We were having an interesting debate at work today as to whether or not it is ok to checkin on a red build. So we had the situation that we needed a release candidate in order for the QA team to test. The build status was red from our CI environment which was preventing a developer with fixes for the release candidate checking in. This had been the state for a couple of hours with situation not being resolved. So i hear you say “why not just revert back to a green state to allow the developer to checkin on a green build ?” Well now throw into the mix the idea of flakey tests (a flakey test being one which fails sometimes but when you rerun it, it goes green). Now how far do you revert back to ? How would you know where a known good state was without removing all of the flakey tests ? How do we know that our current red build status is a manifestation of a number of flakey tests ?
So the decision was then made for the developer with his fixes to checkin on a red build and low and behold it eventually went green. Which sparked the debate, should we really have a blanket rule saying no checkins on red ?

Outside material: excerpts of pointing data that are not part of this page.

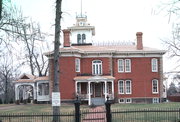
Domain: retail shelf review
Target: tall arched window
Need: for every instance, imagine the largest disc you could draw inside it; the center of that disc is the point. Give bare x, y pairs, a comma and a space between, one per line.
79, 38
154, 65
83, 38
97, 67
155, 86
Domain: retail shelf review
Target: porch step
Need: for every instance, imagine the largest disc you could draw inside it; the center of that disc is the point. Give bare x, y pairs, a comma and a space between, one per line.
97, 101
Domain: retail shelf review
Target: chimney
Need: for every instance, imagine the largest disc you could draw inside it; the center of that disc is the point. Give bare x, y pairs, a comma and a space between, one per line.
139, 40
66, 33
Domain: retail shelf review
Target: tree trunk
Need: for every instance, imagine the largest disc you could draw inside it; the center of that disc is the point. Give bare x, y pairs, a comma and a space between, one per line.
56, 109
0, 9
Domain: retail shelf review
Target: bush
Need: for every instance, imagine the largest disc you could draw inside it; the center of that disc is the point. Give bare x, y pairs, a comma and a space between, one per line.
11, 101
1, 101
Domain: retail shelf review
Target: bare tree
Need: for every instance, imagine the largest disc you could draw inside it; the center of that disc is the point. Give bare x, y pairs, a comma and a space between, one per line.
170, 8
173, 44
8, 73
56, 109
0, 8
32, 38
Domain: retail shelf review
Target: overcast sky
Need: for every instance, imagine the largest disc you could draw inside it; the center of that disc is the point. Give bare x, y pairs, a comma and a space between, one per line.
114, 20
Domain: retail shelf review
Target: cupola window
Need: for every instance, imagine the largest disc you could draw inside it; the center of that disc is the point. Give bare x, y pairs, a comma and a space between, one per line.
79, 38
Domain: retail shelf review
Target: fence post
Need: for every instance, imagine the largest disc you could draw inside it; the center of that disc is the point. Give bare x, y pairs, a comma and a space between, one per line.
77, 109
108, 110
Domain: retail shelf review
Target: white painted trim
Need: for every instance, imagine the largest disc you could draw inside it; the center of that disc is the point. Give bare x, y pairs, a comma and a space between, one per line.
77, 63
130, 87
157, 87
119, 65
119, 87
154, 62
121, 99
126, 64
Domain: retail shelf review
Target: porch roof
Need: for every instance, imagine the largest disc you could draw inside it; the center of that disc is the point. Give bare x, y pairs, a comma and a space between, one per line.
93, 78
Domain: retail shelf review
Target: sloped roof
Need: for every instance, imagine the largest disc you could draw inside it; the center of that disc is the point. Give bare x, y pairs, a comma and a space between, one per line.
94, 78
42, 78
106, 49
31, 78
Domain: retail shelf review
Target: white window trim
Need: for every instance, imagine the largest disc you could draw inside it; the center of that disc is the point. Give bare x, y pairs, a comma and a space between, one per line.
119, 87
119, 65
129, 99
129, 65
91, 89
155, 100
79, 85
121, 99
130, 87
154, 61
78, 64
157, 87
98, 65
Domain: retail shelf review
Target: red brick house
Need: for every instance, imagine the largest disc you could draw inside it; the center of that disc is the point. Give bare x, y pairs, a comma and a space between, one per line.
128, 73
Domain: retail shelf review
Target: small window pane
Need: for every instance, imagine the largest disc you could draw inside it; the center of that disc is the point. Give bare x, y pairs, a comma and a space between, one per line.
79, 38
77, 65
121, 87
155, 86
120, 65
128, 87
127, 65
154, 63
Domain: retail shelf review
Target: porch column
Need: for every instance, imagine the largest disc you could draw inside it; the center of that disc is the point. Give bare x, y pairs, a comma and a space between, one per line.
89, 91
35, 91
16, 92
105, 90
24, 93
112, 89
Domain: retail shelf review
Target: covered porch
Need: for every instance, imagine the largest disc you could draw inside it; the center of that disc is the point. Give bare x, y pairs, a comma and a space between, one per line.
94, 89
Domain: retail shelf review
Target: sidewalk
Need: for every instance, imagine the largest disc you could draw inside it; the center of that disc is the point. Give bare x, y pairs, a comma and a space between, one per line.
97, 114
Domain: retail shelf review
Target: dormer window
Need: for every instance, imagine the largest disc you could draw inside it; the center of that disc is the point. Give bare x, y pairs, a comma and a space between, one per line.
81, 23
97, 67
81, 38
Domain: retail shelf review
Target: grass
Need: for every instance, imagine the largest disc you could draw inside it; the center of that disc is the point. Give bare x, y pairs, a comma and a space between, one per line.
47, 108
116, 115
146, 106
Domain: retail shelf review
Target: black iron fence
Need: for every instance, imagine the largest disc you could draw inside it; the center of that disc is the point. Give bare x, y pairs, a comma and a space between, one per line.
93, 115
100, 114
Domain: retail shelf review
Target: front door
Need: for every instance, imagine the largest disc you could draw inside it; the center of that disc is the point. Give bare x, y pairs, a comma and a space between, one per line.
98, 89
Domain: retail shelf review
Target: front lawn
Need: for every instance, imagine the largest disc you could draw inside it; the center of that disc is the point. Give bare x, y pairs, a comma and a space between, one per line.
47, 108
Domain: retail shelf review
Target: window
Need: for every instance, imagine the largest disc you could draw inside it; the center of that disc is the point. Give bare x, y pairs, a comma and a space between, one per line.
97, 67
154, 65
91, 89
128, 87
121, 100
124, 65
154, 86
121, 87
155, 100
77, 65
79, 38
127, 65
43, 89
128, 100
109, 88
79, 88
120, 65
124, 87
83, 38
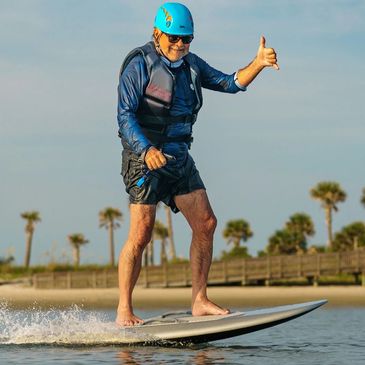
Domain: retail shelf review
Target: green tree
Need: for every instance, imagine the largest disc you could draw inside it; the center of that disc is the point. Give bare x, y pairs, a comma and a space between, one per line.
283, 242
76, 240
351, 237
160, 232
302, 226
109, 218
329, 193
31, 218
236, 231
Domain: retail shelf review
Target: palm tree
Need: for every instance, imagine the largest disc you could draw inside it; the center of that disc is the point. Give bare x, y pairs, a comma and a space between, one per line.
32, 218
329, 194
351, 237
161, 233
110, 218
236, 231
302, 225
283, 242
76, 240
172, 248
363, 197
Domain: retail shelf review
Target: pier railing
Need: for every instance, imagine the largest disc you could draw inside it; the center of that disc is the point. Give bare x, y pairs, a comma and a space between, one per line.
237, 271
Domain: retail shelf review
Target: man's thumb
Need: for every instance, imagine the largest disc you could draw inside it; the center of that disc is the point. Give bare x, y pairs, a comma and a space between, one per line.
262, 41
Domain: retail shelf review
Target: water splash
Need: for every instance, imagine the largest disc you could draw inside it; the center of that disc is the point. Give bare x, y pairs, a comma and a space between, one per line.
73, 326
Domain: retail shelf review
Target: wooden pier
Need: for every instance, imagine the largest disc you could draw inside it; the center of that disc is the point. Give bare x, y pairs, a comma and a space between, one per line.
239, 271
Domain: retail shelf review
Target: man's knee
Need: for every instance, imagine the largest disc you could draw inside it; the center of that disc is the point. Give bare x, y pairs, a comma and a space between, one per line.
207, 225
142, 236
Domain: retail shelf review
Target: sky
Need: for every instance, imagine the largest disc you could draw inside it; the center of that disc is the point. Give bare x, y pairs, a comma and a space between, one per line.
258, 152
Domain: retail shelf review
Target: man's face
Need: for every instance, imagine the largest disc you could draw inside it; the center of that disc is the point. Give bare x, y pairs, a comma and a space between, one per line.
172, 51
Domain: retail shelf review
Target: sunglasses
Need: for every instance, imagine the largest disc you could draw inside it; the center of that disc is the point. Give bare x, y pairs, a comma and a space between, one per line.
186, 39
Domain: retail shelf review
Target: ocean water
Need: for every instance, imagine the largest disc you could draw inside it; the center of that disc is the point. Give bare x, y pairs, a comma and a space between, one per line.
77, 336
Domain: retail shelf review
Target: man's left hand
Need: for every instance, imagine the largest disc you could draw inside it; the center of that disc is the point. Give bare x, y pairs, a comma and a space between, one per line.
266, 57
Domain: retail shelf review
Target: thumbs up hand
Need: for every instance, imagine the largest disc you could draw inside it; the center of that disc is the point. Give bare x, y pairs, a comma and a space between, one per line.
266, 56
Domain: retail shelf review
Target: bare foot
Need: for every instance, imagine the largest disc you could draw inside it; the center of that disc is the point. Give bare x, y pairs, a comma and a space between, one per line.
206, 307
127, 318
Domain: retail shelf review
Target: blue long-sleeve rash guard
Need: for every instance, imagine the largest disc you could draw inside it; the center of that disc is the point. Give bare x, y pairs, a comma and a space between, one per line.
133, 82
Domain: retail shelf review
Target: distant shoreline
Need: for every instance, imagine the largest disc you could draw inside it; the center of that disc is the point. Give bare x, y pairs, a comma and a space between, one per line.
18, 296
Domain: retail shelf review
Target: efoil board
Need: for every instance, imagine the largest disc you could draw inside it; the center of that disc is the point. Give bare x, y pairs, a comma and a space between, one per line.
182, 327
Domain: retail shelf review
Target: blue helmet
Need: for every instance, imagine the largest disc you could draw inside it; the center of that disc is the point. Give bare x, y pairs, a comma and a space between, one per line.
174, 18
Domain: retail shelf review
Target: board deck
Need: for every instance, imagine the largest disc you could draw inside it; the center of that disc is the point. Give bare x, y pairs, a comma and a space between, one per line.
182, 327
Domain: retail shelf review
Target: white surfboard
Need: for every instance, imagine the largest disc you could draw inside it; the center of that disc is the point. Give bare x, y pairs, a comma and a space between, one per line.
182, 327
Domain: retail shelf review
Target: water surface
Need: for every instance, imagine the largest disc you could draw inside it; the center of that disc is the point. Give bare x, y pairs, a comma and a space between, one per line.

Pros Of Allowing Developers Checking In On A Red Build
- Developers do not feel frustrated whilst they wait for hours for a green build
- Developers can practice small commits often to the CI environment
- Their checkin may not cause additional failures
- Stories not related to the release candidate can still proceed
- Build status may be arbitrarily holding up developers if failure is not genuine
Cons Of Allowing Developers Checking In On A Red Build
- Release candidate must be green before it can be release to live so may hinder progress
- Relies on developers confidence that their additional checkin on red will not break anything else
- Not starting from a known good state from a testing perspective
- Problem of red build may become compounded if several developers all checkin at the same time
- It may end up staying red for longer vs holding off for additional checkins
My personal opinion on this that if you have the following situation within your organization then it probably would be acceptable (not great) to check in on a red build:
- A stable environment with no flakey tests
- A close knit team not spread among multiple sites
- No need for frequent release candidates
- A small build time to allow for quick reverts
- The ability to diagnose test failures quickly
i would be genuinely interested to see the number of firms which had this. I also realize that the elephant in the room in our organization is to fix the flakey tests to guarantee a build in a genuine failure.